Latent Dirichlet allocation (LDA) is the most common and popular technique currently in use for topic modeling. It is the one that the Facebook researchers used in their research paper published in 2013. It was first proposed by David Blei, Andrew Ng, and Michael Jordan in 2003. They proposed LDA in their paper that was entitled simply Latent Dirichlet allocation.
Let’s know more about this wonderful technique through its characteristics −
Probabilistic topic modeling technique
LDA is a probabilistic topic modeling technique. As we discussed above, in topic modeling we assume that in any collection of interrelated documents (could be academic papers, newspaper articles, Facebook posts, Tweets, e-mails and so-on), there are some combinations of topics included in each document.
The main goal of probabilistic topic modeling is to discover the hidden topic structure for collection of interrelated documents. Following three things are generally included in a topic structure −
Statistical distribution of topics among the documents
Words across a document comprising the topic
Work in an unsupervised way
LDA works in an unsupervised way. It is because, LDA use conditional probabilities to discover the hidden topic structure. It assumes that the topics are unevenly distributed throughout the collection of interrelated documents.
Very easy to create it in Gensim
In Gensim, it is very easy to create LDA model. we just need to specify the corpus, the dictionary mapping, and the number of topics we would like to use in our model.
Model=models.LdaModel(corpus, id2word=dictionary, num_topics=100)
May face computationally intractable problem
Calculating the probability of every possible topic structure is a computational challenge faced by LDA. It’s challenging because, it needs to calculate the probability of every observed word under every possible topic structure. If we have large number of topics and words, LDA may face computationally intractable problem.
The topic modeling algorithms that was first implemented in Gensim with Latent Dirichlet Allocation (LDA) is Latent Semantic Indexing (LSI). It is also called Latent Semantic Analysis (LSA).

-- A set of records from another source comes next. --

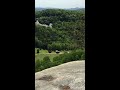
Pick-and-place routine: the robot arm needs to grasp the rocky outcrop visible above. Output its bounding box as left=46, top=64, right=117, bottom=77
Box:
left=35, top=61, right=85, bottom=90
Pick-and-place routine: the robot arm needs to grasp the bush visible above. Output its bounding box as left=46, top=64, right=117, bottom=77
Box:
left=35, top=59, right=41, bottom=72
left=37, top=49, right=40, bottom=53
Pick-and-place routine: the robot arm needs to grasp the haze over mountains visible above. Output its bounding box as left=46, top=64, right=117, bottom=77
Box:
left=35, top=7, right=85, bottom=11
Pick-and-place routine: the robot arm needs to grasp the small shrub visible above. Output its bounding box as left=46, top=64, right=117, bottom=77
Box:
left=37, top=49, right=40, bottom=53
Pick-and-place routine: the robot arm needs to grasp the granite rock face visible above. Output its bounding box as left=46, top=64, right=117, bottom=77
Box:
left=35, top=60, right=85, bottom=90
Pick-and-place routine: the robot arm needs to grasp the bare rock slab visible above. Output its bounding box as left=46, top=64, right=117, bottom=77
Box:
left=35, top=60, right=85, bottom=90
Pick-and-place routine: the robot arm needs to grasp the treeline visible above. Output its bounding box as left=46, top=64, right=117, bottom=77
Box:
left=35, top=50, right=85, bottom=72
left=35, top=9, right=85, bottom=50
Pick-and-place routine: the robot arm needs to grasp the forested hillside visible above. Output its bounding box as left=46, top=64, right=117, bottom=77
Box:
left=35, top=9, right=85, bottom=50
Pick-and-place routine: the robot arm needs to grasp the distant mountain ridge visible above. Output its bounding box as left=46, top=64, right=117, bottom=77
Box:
left=35, top=7, right=85, bottom=11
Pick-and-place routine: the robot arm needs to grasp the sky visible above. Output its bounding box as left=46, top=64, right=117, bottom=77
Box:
left=35, top=0, right=85, bottom=8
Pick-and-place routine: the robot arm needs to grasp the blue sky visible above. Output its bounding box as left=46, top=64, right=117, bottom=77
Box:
left=35, top=0, right=85, bottom=8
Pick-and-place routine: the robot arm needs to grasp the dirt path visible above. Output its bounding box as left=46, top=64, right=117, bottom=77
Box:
left=35, top=61, right=85, bottom=90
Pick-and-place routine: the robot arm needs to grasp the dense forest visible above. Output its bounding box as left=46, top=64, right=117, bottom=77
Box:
left=35, top=9, right=85, bottom=51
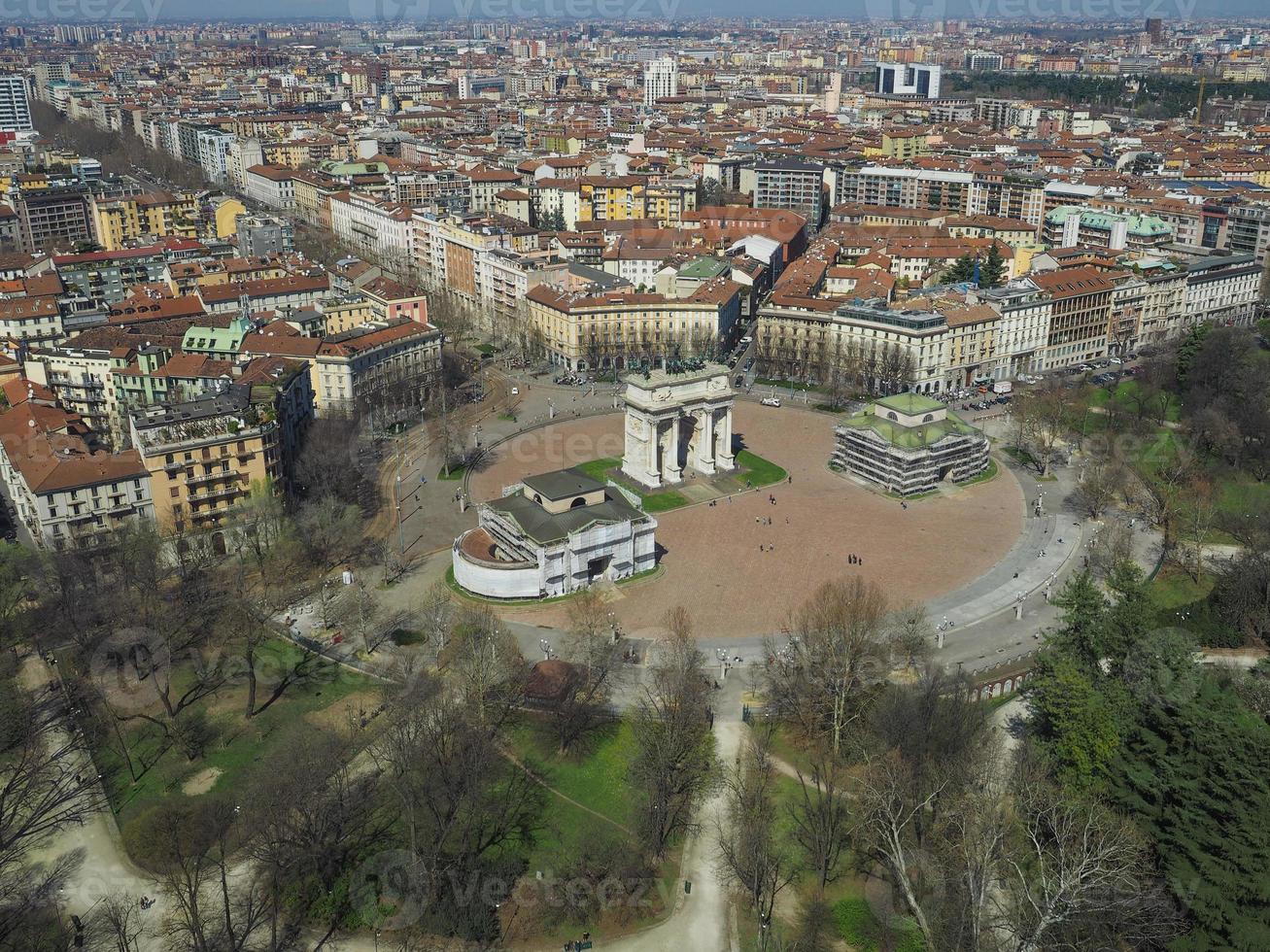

It got patented in 1988 by Scott Deerwester, Susan Dumais, George Furnas, Richard Harshman, Thomas Landaur, Karen Lochbaum, and Lynn Streeter. In this section we are going to set up our LSI model. It can be done in the same way of setting up LDA model. we need to import LSI model from gensim.models.
Actually, LSI is a technique NLP, especially in distributional semantics. It analyzes the relationship in between a set of documents and the terms these documents contain. If we talk about its working, then it constructs a matrix that contains word counts per document from a large piece of text.
Once constructed, to reduce the number of rows, LSI model use a mathematical technique called singular value decomposition (SVD). Along with reducing the number of rows, it also preserves the similarity structure among columns. In matrix, the rows represent unique words and the columns represent each document. It works based on distributional hypothesis i.e. it assumes that the words that are close in meaning will occur in same kind of text.
Model=models.LsiModel(corpus, id2word=dictionary, num_topics=100)
Topic models such as LDA and LSI helps in summarizing and organize large archives of texts that is not possible to analyze by hand. Apart from LDA and LSI, one other powerful topic model in Gensim is HDP (Hierarchical Dirichlet Process). It’s basically a mixed-membership model for unsupervised analysis of grouped data. Unlike LDA (its’s finite counterpart), HDP infers the number of topics from the data.